Understanding Presumptive Tests
Presumptive tests “presume,” but do not prove, the presence of certain substances. There are presumptive tests for blood, saliva, semen, and yes, there are presumptive tests for a host of different illegal substances, such as cocaine, heroin, methamphetamine, LSD, etc. While a presumptive test will generally provide a positive test result for the substance it is marketed for, (in Mr. Cashe’s case, cocaine), it will also yield a positive test result for other substances (in Mr. Cashe’s case, drywall).

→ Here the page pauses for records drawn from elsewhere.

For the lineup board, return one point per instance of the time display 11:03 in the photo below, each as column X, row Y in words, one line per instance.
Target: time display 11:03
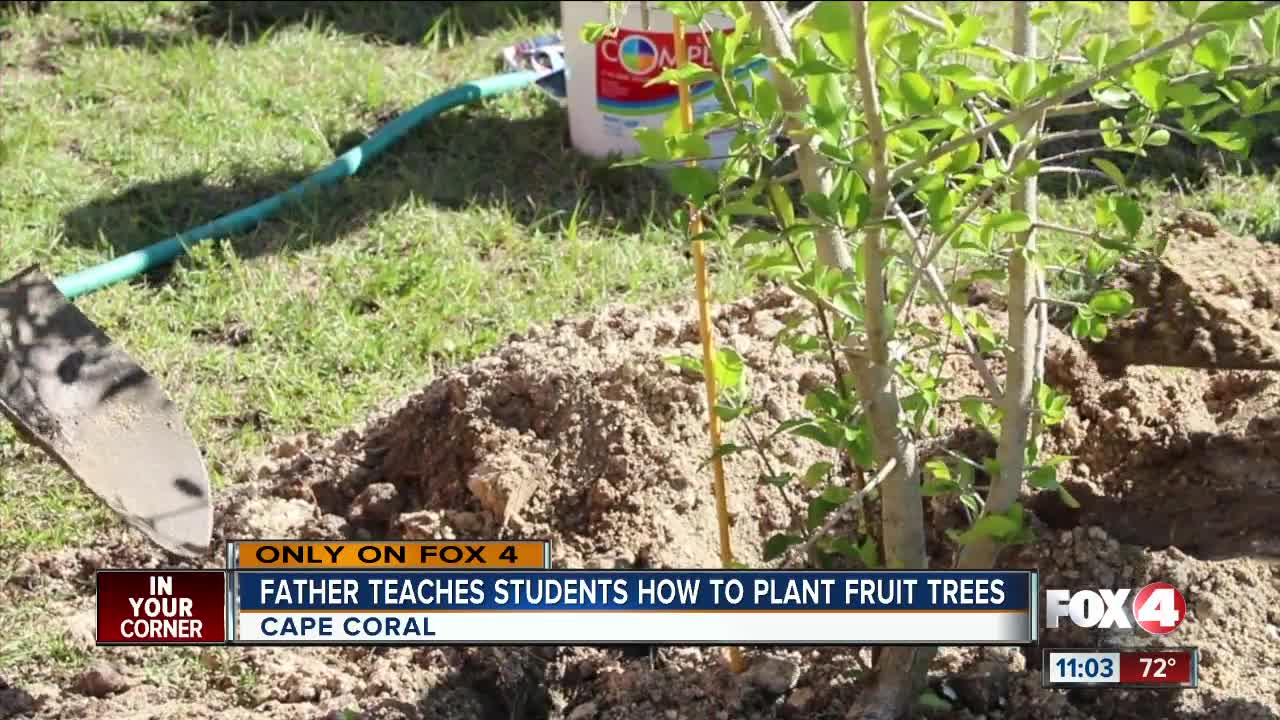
column 1084, row 666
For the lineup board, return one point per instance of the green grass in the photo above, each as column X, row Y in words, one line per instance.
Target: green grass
column 128, row 122
column 133, row 122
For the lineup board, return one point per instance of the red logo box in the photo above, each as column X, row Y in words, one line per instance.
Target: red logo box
column 161, row 607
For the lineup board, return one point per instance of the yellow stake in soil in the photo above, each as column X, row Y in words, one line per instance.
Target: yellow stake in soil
column 704, row 317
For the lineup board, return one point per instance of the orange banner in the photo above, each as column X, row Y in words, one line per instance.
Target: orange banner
column 471, row 555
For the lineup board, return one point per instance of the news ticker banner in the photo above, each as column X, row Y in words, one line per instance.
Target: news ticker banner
column 344, row 593
column 1164, row 668
column 419, row 555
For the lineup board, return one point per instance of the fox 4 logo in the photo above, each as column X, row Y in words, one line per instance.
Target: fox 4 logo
column 1159, row 609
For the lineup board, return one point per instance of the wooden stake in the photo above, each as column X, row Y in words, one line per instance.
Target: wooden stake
column 704, row 320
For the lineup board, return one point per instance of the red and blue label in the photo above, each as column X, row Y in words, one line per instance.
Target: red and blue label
column 627, row 60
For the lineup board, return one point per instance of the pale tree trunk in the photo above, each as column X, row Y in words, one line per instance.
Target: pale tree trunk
column 899, row 670
column 1023, row 336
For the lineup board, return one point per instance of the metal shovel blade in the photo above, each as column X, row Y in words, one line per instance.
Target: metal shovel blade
column 85, row 401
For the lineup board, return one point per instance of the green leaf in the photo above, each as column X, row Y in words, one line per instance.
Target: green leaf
column 1214, row 51
column 690, row 73
column 766, row 99
column 969, row 31
column 996, row 527
column 837, row 495
column 698, row 183
column 728, row 368
column 1141, row 14
column 1230, row 10
column 1028, row 168
column 1010, row 222
column 816, row 474
column 964, row 158
column 835, row 23
column 1229, row 141
column 778, row 545
column 818, row 511
column 653, row 144
column 727, row 449
column 831, row 17
column 1152, row 86
column 933, row 488
column 1114, row 96
column 1111, row 171
column 942, row 204
column 685, row 363
column 1043, row 478
column 1270, row 28
column 1098, row 331
column 1111, row 302
column 1189, row 95
column 931, row 701
column 778, row 481
column 940, row 469
column 1110, row 132
column 1096, row 50
column 1082, row 324
column 917, row 91
column 1130, row 215
column 1022, row 81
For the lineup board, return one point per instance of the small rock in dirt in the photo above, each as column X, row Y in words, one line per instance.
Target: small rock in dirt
column 325, row 527
column 81, row 629
column 503, row 484
column 773, row 675
column 983, row 687
column 16, row 702
column 274, row 516
column 798, row 702
column 378, row 502
column 424, row 524
column 101, row 679
column 469, row 523
column 289, row 447
column 41, row 695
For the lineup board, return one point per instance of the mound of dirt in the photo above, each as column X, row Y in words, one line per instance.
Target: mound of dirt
column 1197, row 306
column 583, row 433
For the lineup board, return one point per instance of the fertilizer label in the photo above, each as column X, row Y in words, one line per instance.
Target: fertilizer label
column 626, row 62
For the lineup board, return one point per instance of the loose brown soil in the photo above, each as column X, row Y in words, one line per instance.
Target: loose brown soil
column 583, row 434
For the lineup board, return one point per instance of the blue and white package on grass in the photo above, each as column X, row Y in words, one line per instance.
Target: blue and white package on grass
column 544, row 55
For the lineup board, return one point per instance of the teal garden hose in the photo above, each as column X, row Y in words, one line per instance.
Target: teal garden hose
column 347, row 164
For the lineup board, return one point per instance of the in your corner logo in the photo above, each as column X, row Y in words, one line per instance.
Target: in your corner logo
column 638, row 54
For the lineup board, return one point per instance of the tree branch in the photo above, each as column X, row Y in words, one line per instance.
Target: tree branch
column 900, row 670
column 1034, row 109
column 844, row 511
column 1009, row 54
column 816, row 173
column 940, row 292
column 1023, row 337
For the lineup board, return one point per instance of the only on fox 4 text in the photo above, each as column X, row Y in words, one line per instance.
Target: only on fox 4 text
column 1157, row 607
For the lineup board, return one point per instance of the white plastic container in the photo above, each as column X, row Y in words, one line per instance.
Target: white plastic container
column 607, row 98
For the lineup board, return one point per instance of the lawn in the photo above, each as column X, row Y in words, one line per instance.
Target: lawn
column 123, row 123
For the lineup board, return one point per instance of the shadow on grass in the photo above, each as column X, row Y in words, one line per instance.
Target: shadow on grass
column 460, row 160
column 398, row 23
column 403, row 23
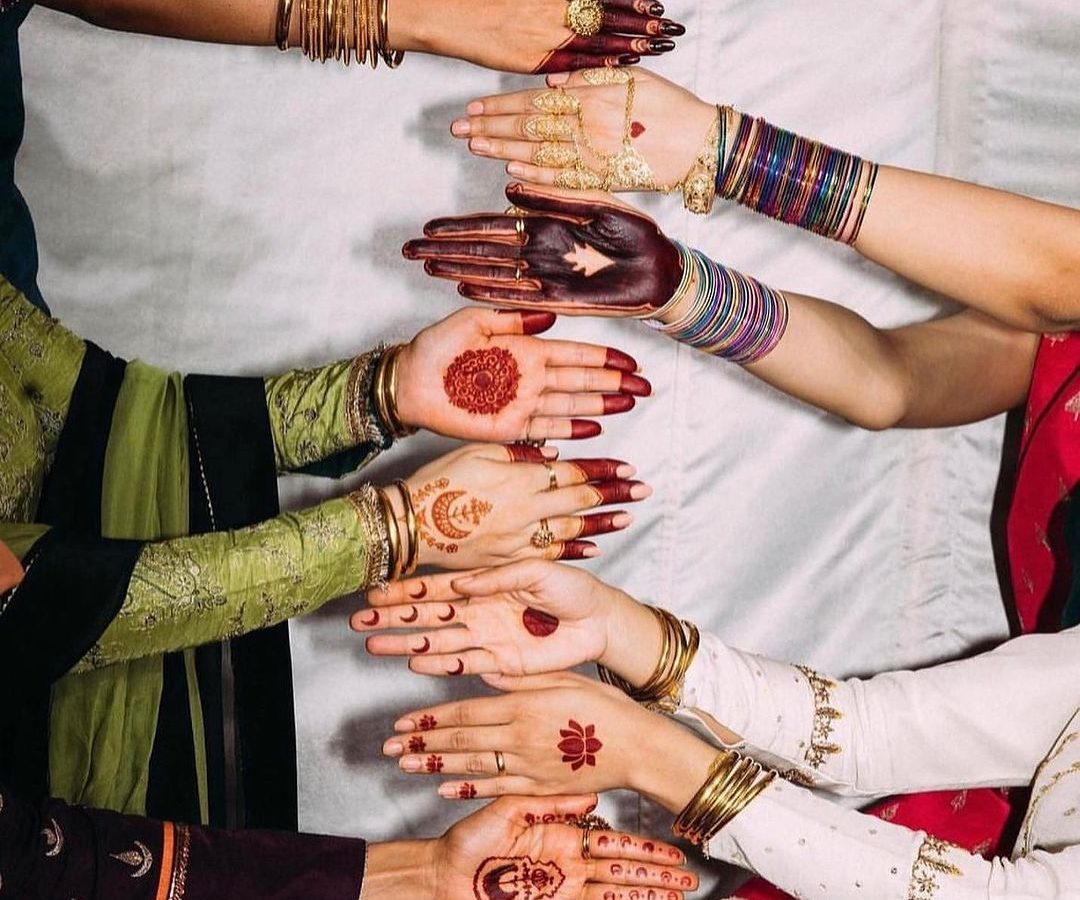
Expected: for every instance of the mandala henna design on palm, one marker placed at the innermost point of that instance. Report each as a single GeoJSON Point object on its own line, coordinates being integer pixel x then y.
{"type": "Point", "coordinates": [579, 744]}
{"type": "Point", "coordinates": [516, 878]}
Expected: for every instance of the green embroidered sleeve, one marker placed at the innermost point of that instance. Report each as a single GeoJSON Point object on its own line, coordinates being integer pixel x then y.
{"type": "Point", "coordinates": [194, 590]}
{"type": "Point", "coordinates": [39, 366]}
{"type": "Point", "coordinates": [316, 413]}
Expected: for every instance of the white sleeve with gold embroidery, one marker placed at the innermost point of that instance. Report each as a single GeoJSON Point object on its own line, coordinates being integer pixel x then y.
{"type": "Point", "coordinates": [811, 847]}
{"type": "Point", "coordinates": [985, 721]}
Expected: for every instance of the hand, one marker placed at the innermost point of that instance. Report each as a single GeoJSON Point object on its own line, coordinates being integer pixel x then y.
{"type": "Point", "coordinates": [478, 375]}
{"type": "Point", "coordinates": [580, 254]}
{"type": "Point", "coordinates": [530, 36]}
{"type": "Point", "coordinates": [553, 734]}
{"type": "Point", "coordinates": [488, 504]}
{"type": "Point", "coordinates": [531, 848]}
{"type": "Point", "coordinates": [670, 125]}
{"type": "Point", "coordinates": [524, 618]}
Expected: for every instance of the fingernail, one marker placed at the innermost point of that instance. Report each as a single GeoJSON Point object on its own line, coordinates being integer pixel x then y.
{"type": "Point", "coordinates": [615, 403]}
{"type": "Point", "coordinates": [635, 385]}
{"type": "Point", "coordinates": [616, 359]}
{"type": "Point", "coordinates": [583, 428]}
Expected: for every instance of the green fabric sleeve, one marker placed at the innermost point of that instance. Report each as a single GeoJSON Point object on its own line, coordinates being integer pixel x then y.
{"type": "Point", "coordinates": [319, 413]}
{"type": "Point", "coordinates": [39, 366]}
{"type": "Point", "coordinates": [193, 590]}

In addition to drywall, there are any number perfectly legal, common items which yield a positive test result for illegal substances. By way of example only, a short list of substances previously yielding positive results for the presumptive presence of illegal drugs includes:
- Doughnut glaze;
- Tylenol PM; and
There is no precise known error rate. However, there is no question false positives occur with presumptive field drug tests. For example, in Florida, one lab found 21 percent of the evidence police submitted as “methamphetamine” was not actually methamphetamine.
It is not uncommon in Minnesota for the state to file charges based on a presumptive drug test result. The substance should then be sent to an accredited laboratory for confirmatory testing. In some parts of the country, such as Harris County, Texas, courts won’t accept a plea of guilty without a confirmatory drug test. This assures the courts innocent people aren’t swept up due to presumptive testing alone. Unfortunately, this does not address crime lab backlogs, and the amount of time defendants spend in jail, awaiting test results.